Da flexibilização da fiscalização do trabalho.

O artigo 31 da MP torna maleável a fiscalização do trabalho, excetuando-se as situações de autuação por não anotação de CTPS, situação consideradas graves, acidente de trabalho fatal e trabalho em condição análoga à de escravo.

Antecipação do 13º dos que recebem benefício do INSS.

Trata o artigo 34 e 35 da MP sobre o adiantamento do abono dos que recebem benefícios do INSS, sendo que a primeira parcela, de 50% do valor do benefício, será paga juntamente com os benefícios da competência de abril, que são pagos até o 5º dia útil de maio e os outros 50% serão pagos juntamente com os benefícios da competência de maio, ou seja, até o 5º dia útil de junho.

Da convalidação das medidas adotadas pelos empregadores antes da emenda.

Dispõe o artigo 36 da MP que ficam convalidadas as medidas trabalhistas as medidas trabalhistas adotadas pelos empregadores até 30 dias antes da publicação da emenda (22/02/2020 em diante), desde que não contrariem as disposições da emenda.

Conclusão.

Diante do cenário de calamidade que o país se encontra, medidas devem ser tomadas tanto para garantir a saúde financeira das empresas, geradoras de empregos, quanto para garantir também o emprego e o salário dos trabalhadores.
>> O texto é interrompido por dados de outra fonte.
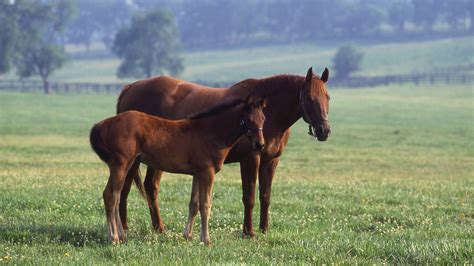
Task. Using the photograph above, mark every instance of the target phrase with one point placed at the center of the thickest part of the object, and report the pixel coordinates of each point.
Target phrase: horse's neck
(283, 103)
Neste momento, o bom senso, a proporcionalidade e a razoabilidade devem imperar, para que não haja retrocesso nos direitos básicos sociais, sobretudo daqueles que mais necessitam em um momento como o atual.

O instante é de união, diálogo e concessões mútuas. Mais medidas deverão vir, que sejam proporcionais e razoáveis e que possam amenizar, de fato, os impactos da crise tanto ao trabalhador quanto ao empregador.

Há vários pedidos de aditivos à presente emenda 927/2020, aguardemos os próximos capítulos.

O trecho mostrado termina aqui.